Maundy Thursday, April 14, 2022

         It was a grim night.  It was a disturbing night.  It was a confusing night.  Grim because death was in the air and everyone seemed to sense that nothing would ever be the same again. Disturbing because the conversations around that Last Supper table were filled with mentions of death and departure.  Jesus was going away—that much was certain.  It was confusing because the disciples struggled to make sense of all that Jesus was saying and doing.  They had been with Him for three years but still could not connect all the dots or link all the pieces of this salvation tapestry that the Father was weaving with the body and blood of His Son.
          It was an incomparable night.  No other night ever featured the arrest and capture of the Creator by the creation.  No other night ever carried the fervent intensity of the Son of God’s prayers in Gethsemane’s Garden.  His prayers were marked by drops of blood and a palpable sense that a great price was about to be paid to settle the debt, the heavenly score and the outstanding account that first appeared in the Garden of Eden when Adam and Eve chose to do as they pleased.  It was an awful, awful night.
          The catastrophic ruin of the creation and humanity that happened at the Fall was about to be set right.  Jesus would soon die for every sinful act, every bitter word, every painful choice, every rebellious thought and every expression of selfishness, hate and pride.  We often sing that at Calvary mercy there was great and grace was free and pardon there was multiplied to us.  But before we can experience mercy, grace and pardon we have to get through this night and a cross stained by blood and death tomorrow.  We want grace.  We desire mercy.  We welcome pardon.  But those things only become real when we have witnessed and understood the horrors of this night and the hideousness of the cross.

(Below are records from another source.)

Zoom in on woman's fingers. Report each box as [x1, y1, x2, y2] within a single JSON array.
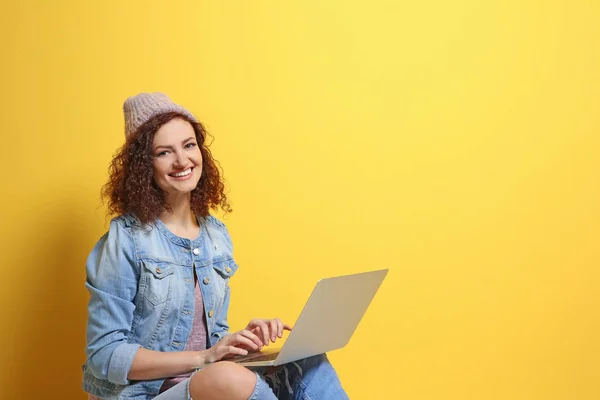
[[269, 319, 278, 342], [252, 320, 270, 345], [247, 326, 268, 348], [220, 345, 248, 359], [230, 333, 260, 350], [275, 318, 284, 338], [244, 330, 264, 348], [247, 318, 293, 344], [210, 343, 248, 362], [242, 329, 265, 349], [268, 318, 290, 340]]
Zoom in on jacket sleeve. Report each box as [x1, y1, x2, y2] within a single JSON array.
[[84, 219, 141, 385]]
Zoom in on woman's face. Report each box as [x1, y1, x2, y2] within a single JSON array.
[[152, 117, 203, 197]]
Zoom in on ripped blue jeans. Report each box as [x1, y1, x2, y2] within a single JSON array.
[[154, 354, 348, 400], [249, 354, 348, 400]]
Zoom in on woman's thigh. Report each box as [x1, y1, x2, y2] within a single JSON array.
[[153, 377, 193, 400], [153, 362, 278, 400]]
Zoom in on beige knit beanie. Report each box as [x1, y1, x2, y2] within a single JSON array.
[[123, 92, 198, 138]]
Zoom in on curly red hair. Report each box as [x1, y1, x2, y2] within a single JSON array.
[[102, 112, 231, 224]]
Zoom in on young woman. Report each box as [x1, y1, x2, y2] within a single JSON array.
[[82, 93, 348, 400]]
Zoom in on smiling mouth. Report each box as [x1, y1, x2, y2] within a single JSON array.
[[169, 167, 193, 178]]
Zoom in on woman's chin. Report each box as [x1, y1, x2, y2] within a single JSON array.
[[165, 183, 199, 196]]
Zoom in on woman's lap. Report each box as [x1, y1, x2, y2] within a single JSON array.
[[153, 376, 193, 400], [136, 354, 347, 400]]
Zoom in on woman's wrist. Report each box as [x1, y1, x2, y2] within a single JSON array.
[[191, 349, 211, 369]]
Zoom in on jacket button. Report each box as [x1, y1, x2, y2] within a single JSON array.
[[203, 277, 210, 285], [193, 248, 200, 255], [225, 267, 232, 273], [208, 310, 214, 318], [156, 268, 162, 274]]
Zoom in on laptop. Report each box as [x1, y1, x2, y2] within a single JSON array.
[[231, 269, 388, 367]]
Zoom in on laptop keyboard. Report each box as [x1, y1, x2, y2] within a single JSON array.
[[234, 352, 279, 363]]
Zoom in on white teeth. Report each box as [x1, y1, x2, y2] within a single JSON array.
[[172, 168, 192, 177]]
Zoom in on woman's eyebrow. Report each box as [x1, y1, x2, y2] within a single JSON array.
[[154, 144, 172, 150], [154, 137, 196, 151]]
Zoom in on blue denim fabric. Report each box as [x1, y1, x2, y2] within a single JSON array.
[[261, 354, 349, 400], [152, 374, 193, 400], [248, 372, 278, 400], [82, 214, 236, 399], [154, 354, 348, 400]]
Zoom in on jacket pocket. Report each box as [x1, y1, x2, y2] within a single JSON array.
[[212, 258, 238, 280], [141, 260, 175, 306], [209, 258, 238, 306]]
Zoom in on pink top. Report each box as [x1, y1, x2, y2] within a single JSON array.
[[87, 272, 208, 399], [159, 272, 207, 392]]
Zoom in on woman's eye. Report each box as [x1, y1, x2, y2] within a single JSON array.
[[156, 151, 169, 157], [185, 142, 197, 149]]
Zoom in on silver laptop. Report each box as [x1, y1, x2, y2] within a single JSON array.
[[231, 269, 388, 367]]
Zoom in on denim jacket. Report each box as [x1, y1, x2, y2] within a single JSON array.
[[82, 214, 237, 399]]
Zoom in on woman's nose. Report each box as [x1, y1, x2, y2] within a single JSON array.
[[173, 151, 187, 167]]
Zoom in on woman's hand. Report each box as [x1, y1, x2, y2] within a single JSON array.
[[245, 318, 293, 346], [205, 329, 265, 363]]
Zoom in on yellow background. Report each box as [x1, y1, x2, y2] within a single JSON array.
[[1, 1, 599, 399]]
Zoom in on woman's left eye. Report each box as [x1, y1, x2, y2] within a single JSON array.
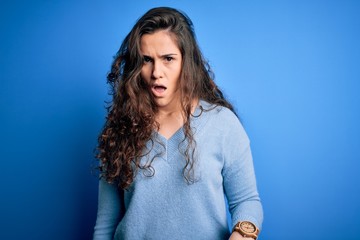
[[165, 57, 173, 62]]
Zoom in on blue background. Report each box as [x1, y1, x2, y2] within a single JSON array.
[[1, 0, 359, 239]]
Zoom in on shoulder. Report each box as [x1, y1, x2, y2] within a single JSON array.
[[197, 101, 251, 160], [199, 100, 241, 128]]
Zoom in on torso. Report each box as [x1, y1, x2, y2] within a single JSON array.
[[118, 100, 232, 240]]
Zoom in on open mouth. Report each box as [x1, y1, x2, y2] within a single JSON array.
[[152, 85, 167, 94]]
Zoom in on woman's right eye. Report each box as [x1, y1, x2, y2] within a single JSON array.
[[143, 56, 152, 63]]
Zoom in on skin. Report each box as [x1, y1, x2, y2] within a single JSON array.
[[229, 231, 255, 240], [140, 30, 254, 240], [140, 30, 184, 139]]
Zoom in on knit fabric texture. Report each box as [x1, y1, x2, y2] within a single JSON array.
[[93, 100, 263, 240]]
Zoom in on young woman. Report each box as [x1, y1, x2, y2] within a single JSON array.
[[93, 7, 263, 240]]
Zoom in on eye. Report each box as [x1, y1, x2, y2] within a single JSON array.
[[143, 56, 152, 63], [165, 56, 173, 62]]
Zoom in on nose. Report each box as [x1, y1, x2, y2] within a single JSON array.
[[151, 61, 163, 80]]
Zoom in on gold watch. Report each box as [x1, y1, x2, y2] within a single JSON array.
[[233, 221, 260, 239]]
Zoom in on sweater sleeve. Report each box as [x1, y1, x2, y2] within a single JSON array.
[[221, 112, 263, 230], [93, 178, 124, 240]]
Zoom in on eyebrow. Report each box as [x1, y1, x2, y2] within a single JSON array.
[[142, 53, 178, 58], [161, 53, 178, 57]]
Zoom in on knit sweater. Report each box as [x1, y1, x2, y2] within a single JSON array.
[[93, 100, 263, 240]]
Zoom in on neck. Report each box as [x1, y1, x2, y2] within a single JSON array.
[[156, 99, 199, 118]]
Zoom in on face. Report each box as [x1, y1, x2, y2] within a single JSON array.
[[140, 30, 182, 112]]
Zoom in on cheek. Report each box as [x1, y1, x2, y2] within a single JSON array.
[[140, 67, 149, 81], [174, 64, 182, 82]]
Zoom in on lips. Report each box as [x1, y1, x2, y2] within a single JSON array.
[[151, 84, 167, 97]]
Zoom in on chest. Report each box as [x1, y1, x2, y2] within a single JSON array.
[[129, 130, 225, 194]]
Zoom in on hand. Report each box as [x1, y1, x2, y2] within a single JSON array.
[[229, 231, 255, 240]]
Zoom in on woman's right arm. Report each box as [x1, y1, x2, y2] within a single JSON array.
[[93, 178, 124, 240]]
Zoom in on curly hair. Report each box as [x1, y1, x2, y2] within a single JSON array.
[[97, 7, 235, 189]]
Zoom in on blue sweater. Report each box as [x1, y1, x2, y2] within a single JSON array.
[[93, 101, 263, 240]]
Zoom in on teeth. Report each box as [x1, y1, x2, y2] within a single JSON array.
[[154, 85, 166, 90]]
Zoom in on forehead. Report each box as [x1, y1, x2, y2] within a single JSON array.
[[140, 30, 180, 54]]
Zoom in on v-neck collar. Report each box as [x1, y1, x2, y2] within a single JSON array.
[[151, 100, 212, 162], [154, 100, 205, 142]]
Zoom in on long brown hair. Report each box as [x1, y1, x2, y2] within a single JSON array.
[[97, 7, 235, 189]]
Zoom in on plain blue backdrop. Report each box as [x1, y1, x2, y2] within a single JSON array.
[[1, 0, 359, 239]]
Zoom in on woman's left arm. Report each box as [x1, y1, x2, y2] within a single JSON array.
[[222, 113, 263, 233]]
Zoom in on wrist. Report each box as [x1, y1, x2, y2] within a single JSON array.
[[232, 221, 260, 240], [230, 231, 254, 240]]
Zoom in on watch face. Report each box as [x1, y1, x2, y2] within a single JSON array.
[[240, 221, 256, 233]]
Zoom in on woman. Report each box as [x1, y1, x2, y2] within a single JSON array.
[[93, 7, 263, 240]]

          It was a grim night.  Jesus said that He came not to be served but to serve and to give His innocent and perfect life as a ransom for many.  Soon, that ransom will be paid.  It will be paid on a Friday—a day forever enshrined as Good Friday.  Good because the goodness and innocence of Jesus was imputed to us while our waywardness and sinfulness were handed off to Him.  Good because God has finally made right what went wrong during that hellacious episode in Eden where a snake charmed Adam and Eve into hiding and right out of paradise.  And that same serpent has worked His wicked ways with us as well.  We are not innocent.  We are guilty.  We stand condemned...mouths open and agape over the fervency and finality of our sins and what that means.  On this night we realize there is a hell and we deserve to have a place in it.  We deserve to be banished, broken, judged and forgotten.  There is no one righteous, the Bible says, no not one.

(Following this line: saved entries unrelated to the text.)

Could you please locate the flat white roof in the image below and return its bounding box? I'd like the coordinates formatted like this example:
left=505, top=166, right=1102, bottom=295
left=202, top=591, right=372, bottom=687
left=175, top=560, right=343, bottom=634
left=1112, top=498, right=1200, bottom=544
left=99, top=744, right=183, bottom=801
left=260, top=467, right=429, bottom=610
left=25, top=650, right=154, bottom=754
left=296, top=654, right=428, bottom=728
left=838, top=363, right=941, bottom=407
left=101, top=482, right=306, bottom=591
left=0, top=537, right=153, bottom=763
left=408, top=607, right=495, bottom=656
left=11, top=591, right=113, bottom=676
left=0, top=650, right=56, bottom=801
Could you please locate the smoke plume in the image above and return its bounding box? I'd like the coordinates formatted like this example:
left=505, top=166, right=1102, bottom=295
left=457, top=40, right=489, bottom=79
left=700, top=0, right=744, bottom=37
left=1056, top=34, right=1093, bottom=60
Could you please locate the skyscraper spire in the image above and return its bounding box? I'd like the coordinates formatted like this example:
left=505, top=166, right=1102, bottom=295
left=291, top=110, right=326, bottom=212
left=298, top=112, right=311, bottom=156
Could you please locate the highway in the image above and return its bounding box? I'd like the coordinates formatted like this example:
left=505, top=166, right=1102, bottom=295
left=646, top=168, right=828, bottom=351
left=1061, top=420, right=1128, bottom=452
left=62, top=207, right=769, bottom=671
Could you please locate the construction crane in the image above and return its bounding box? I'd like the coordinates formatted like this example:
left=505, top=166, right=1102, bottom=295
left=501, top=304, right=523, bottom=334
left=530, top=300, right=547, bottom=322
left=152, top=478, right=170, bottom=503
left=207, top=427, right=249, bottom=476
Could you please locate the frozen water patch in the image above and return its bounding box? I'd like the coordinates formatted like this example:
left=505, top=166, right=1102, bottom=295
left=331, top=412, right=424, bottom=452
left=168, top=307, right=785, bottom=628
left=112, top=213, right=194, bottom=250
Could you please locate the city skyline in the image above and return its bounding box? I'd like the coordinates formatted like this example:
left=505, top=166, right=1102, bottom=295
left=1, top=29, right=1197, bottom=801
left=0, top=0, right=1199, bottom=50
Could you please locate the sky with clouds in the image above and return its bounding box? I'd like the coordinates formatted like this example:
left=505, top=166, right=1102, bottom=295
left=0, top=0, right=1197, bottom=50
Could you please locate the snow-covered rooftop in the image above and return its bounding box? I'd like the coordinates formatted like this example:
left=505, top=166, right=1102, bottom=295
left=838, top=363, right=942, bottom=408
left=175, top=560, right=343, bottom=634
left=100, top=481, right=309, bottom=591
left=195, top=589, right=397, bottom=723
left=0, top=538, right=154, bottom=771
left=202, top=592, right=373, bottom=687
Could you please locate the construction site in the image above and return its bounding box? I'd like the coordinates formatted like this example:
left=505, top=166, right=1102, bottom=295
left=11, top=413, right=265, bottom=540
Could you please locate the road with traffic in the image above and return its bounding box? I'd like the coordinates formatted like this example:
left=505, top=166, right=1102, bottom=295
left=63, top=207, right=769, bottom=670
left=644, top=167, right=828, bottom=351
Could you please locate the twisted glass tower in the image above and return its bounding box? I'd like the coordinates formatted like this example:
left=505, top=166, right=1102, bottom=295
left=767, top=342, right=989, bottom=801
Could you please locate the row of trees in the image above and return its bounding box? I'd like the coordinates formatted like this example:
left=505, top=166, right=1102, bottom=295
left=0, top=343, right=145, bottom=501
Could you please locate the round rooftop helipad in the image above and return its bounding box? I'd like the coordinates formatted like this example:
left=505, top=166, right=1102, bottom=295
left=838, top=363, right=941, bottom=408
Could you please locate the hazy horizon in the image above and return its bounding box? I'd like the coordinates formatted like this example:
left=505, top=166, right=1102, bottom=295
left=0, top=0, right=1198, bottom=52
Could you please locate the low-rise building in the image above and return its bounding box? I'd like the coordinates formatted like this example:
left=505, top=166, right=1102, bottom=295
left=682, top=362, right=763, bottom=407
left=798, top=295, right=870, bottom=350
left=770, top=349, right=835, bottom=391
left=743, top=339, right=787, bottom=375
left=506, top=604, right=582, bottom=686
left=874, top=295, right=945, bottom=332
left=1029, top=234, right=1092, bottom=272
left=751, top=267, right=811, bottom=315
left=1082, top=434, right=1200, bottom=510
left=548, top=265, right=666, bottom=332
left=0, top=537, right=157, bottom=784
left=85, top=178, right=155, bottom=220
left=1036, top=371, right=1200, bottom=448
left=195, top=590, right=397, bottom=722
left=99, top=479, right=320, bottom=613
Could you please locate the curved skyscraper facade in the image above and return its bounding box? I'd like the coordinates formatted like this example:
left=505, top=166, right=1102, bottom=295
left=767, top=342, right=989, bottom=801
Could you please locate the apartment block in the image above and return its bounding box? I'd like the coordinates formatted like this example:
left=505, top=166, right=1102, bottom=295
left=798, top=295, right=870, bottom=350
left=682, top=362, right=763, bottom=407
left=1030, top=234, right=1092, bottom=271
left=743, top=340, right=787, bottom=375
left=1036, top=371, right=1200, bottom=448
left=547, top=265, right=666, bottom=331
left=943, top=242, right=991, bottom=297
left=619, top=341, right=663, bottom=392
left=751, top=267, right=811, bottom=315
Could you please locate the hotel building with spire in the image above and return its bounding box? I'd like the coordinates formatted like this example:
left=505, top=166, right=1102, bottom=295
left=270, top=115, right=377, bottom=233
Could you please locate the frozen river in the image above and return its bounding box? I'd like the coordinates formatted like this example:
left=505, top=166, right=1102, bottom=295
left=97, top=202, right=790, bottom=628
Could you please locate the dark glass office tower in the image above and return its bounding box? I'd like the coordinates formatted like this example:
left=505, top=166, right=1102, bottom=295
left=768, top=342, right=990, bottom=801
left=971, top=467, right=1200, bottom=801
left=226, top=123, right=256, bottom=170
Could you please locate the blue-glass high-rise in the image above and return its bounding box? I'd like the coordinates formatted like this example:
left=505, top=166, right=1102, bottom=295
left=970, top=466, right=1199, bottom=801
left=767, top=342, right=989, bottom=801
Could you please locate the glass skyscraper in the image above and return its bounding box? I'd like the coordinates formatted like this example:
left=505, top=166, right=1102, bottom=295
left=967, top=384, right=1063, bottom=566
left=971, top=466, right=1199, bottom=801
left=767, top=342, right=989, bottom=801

          We have listened to the serpent many, many times.  We have chosen his empty promises and barren propositions above the words and ways of our Good Shepherd.  Tonight, we feel the weight of our sins...the full burden and gravitational pull downward and away from God...downward to the depths of doom and death and ruin.  It is you.  It is me.  It is us.  We like sheep have gone astray.  And now the bill has come due.  But the Son of God stepped up on that grim, grim night and embraced the way of the cross...not my will, but thy will He prayed as He entrusted Himself to the plans and will of the Father.  Such a grim night where the Almighty opened the plan of judgment and poured out the full measure of His wrath upon His Son...His only begotten, beloved and beautiful Son. 
          Father, Son and Spirit together—doing what only they could do to save wretched men and women like us.  Are we deserving?  The answer is a resounding NO.  But salvation and forgiveness have never rested on the matter of what we deserve or warrant.  The salvation we so desperately need rests upon the goodness of the Father, the sacrifice of the Son and the gentleness of the Spirit.  The plan that unfolds tonight was put in place before the foundations of the earth were laid.  The perfect Son of God would die for grossly imperfect, ruined, soiled and morally bankrupt people like you and me. 

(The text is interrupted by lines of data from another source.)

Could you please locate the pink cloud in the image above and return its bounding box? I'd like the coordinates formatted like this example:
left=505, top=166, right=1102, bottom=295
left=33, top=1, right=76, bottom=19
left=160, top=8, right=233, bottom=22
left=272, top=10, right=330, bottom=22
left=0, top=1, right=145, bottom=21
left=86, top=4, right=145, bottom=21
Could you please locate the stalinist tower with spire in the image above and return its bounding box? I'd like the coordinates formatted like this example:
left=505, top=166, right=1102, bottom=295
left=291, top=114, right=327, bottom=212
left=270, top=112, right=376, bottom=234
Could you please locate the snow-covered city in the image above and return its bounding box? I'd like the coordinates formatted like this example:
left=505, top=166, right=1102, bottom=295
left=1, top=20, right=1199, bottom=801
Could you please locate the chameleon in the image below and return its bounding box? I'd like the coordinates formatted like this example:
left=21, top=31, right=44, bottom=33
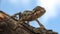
left=11, top=6, right=46, bottom=30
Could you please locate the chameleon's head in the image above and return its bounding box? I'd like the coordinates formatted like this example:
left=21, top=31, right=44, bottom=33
left=31, top=6, right=46, bottom=19
left=33, top=6, right=46, bottom=14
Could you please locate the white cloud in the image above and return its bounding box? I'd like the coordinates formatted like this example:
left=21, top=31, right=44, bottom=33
left=37, top=0, right=57, bottom=23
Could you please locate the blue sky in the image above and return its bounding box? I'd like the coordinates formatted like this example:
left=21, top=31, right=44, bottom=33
left=0, top=0, right=60, bottom=34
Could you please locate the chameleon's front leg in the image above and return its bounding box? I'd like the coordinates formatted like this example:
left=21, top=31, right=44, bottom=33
left=35, top=19, right=45, bottom=30
left=11, top=12, right=22, bottom=20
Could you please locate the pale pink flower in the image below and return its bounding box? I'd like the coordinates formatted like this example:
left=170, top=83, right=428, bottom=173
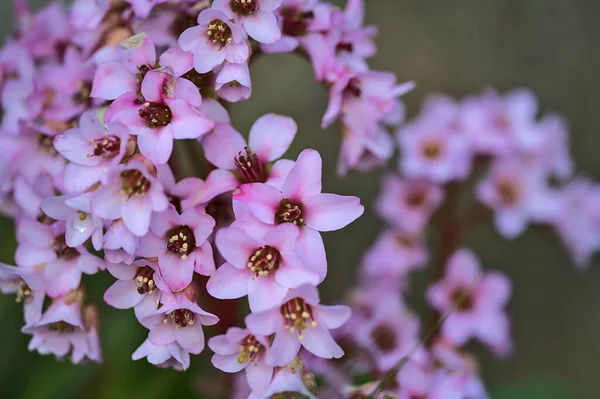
left=0, top=262, right=45, bottom=326
left=212, top=0, right=283, bottom=44
left=215, top=62, right=252, bottom=102
left=132, top=339, right=190, bottom=370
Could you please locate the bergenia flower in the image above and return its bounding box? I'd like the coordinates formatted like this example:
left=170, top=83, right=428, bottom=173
left=178, top=9, right=250, bottom=73
left=426, top=248, right=512, bottom=356
left=91, top=158, right=169, bottom=236
left=91, top=32, right=157, bottom=101
left=54, top=111, right=133, bottom=193
left=212, top=0, right=283, bottom=44
left=0, top=262, right=45, bottom=326
left=198, top=113, right=297, bottom=203
left=209, top=327, right=273, bottom=394
left=232, top=149, right=364, bottom=271
left=208, top=221, right=321, bottom=311
left=256, top=357, right=317, bottom=399
left=215, top=62, right=252, bottom=102
left=132, top=339, right=190, bottom=371
left=140, top=284, right=219, bottom=356
left=137, top=206, right=216, bottom=292
left=245, top=285, right=351, bottom=366
left=105, top=67, right=214, bottom=164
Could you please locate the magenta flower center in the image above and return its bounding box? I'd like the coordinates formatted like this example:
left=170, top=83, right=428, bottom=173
left=451, top=288, right=474, bottom=311
left=281, top=7, right=315, bottom=37
left=120, top=169, right=151, bottom=197
left=15, top=280, right=33, bottom=304
left=247, top=246, right=281, bottom=277
left=421, top=139, right=442, bottom=159
left=336, top=42, right=355, bottom=54
left=49, top=321, right=76, bottom=333
left=496, top=179, right=519, bottom=205
left=231, top=0, right=259, bottom=16
left=166, top=226, right=196, bottom=259
left=345, top=78, right=362, bottom=97
left=237, top=335, right=264, bottom=364
left=206, top=19, right=233, bottom=49
left=275, top=199, right=305, bottom=225
left=138, top=101, right=172, bottom=128
left=37, top=134, right=58, bottom=156
left=52, top=235, right=79, bottom=260
left=280, top=298, right=316, bottom=339
left=167, top=309, right=195, bottom=328
left=134, top=267, right=155, bottom=295
left=235, top=147, right=267, bottom=183
left=91, top=135, right=121, bottom=159
left=405, top=189, right=426, bottom=208
left=370, top=324, right=397, bottom=353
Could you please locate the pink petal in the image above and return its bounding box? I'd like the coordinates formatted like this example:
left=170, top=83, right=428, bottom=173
left=118, top=32, right=156, bottom=74
left=248, top=276, right=289, bottom=312
left=159, top=253, right=195, bottom=292
left=266, top=329, right=300, bottom=366
left=149, top=323, right=176, bottom=345
left=301, top=325, right=344, bottom=359
left=194, top=169, right=239, bottom=205
left=202, top=124, right=246, bottom=170
left=206, top=263, right=250, bottom=299
left=91, top=61, right=136, bottom=100
left=246, top=361, right=274, bottom=393
left=175, top=321, right=205, bottom=354
left=315, top=305, right=351, bottom=329
left=274, top=264, right=320, bottom=289
left=303, top=193, right=364, bottom=232
left=193, top=241, right=216, bottom=276
left=44, top=259, right=82, bottom=298
left=137, top=127, right=174, bottom=165
left=170, top=100, right=214, bottom=139
left=212, top=353, right=247, bottom=373
left=104, top=280, right=144, bottom=309
left=224, top=41, right=250, bottom=64
left=249, top=114, right=297, bottom=163
left=232, top=183, right=282, bottom=224
left=106, top=261, right=137, bottom=280
left=245, top=310, right=282, bottom=336
left=208, top=335, right=239, bottom=355
left=266, top=159, right=295, bottom=190
left=216, top=227, right=259, bottom=268
left=159, top=47, right=193, bottom=77
left=175, top=77, right=202, bottom=108
left=282, top=149, right=322, bottom=200
left=122, top=196, right=153, bottom=236
left=243, top=12, right=281, bottom=44
left=64, top=164, right=105, bottom=193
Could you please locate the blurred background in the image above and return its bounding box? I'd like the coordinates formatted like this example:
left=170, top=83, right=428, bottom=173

          It was a grim, grim night.  And Friday will soon follow where all the bad of the world was placed squarely upon the shoulders of Jesus.  And the wrath of God was poured out in devastating judgement.  A grim night was followed by a much grimmer day...just as surely as Friday follows Thursday.  But take heart...Sunday is on the way.  But before Sunday’s resurrection, there must be Friday’s cross.  And before Friday’s cross there was that grim, grim Thursday night.